The counit and the adjunction

The counit ε_𝑴 : F (U 𝑴) ⟶ 𝑴 is the extension of the identity: it evaluates the free expansion of 𝑴's underlying semigroup back into 𝑴, collapsing the fresh unit onto 𝑴's own ε.

counit-hom : (𝑴 : Monoid α ρ)  hom (AdjoinUnit.𝑨¹ (monoid→semigroup 𝑴)) (proj₁ 𝑴)
counit-hom 𝑴 = extend (monoid→semigroup 𝑴) 𝑴 𝒾𝒹

Naturality of the counit and the first triangle identity, pointwise on the Maybe carrier. On just everything is definitional; on nothing the counit square is unit-preservation of the monoid homomorphism, and the zig triangle is the definitional fact that the counit sends the fresh unit of F (U (F 𝑺)) to the fresh unit of F 𝑺.

module _ (𝑴 𝑵 : Monoid α ρ) (g : hom (proj₁ 𝑴) (proj₁ 𝑵)) where
  open AdjoinUnit (monoid→semigroup 𝑴) using ()
  open Setoid 𝔻[ proj₁ 𝑵 ] using () renaming ( _≈_ to _≈ⁿ_ ; refl to ≈ⁿ-refl ; sym to ≈ⁿ-sym )

  counit-natural¹ : (t : )
     proj₁ (counit-hom 𝑵) ⟨$⟩ (map¹ (monoid→semigroup 𝑴) (monoid→semigroup 𝑵) (proj₁ g) ⟨$⟩ t)
      ≈ⁿ proj₁ g ⟨$⟩ (proj₁ (counit-hom 𝑴) ⟨$⟩ t)
  counit-natural¹ (just _) = ≈ⁿ-refl
  counit-natural¹ nothing  = ≈ⁿ-sym (hom-preserves-ε g)

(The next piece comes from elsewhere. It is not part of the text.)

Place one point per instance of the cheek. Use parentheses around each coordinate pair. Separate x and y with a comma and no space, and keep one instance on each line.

module _ (𝑺 : Semigroup α ρ) where
  open AdjoinUnit 𝑺 using (; _≈¹_)
  open Setoid 𝔻[ proj₁ 𝑺 ] using () renaming ( refl to ≈ˢ-refl )
  -- Local abbreviation only; the canonical name for the free expansion stays
  -- adjoinUnit (no public synonyms).
  private
    F𝑺 : Monoid α ρ
    F𝑺 = adjoinUnit 𝑺

  zig¹ : (t : )
     proj₁ (counit-hom F𝑺) ⟨$⟩ (map¹ 𝑺 (monoid→semigroup F𝑺) (unit-map 𝑺) ⟨$⟩ t) ≈¹ t
  zig¹ (just _) = ≈ˢ-refl
  zig¹ nothing  = tt

The adjunction. The remaining fields are definitional: naturality of the unit (both sides send x to just (f x)) and the zag triangle (the counit collapses just x to x on the nose).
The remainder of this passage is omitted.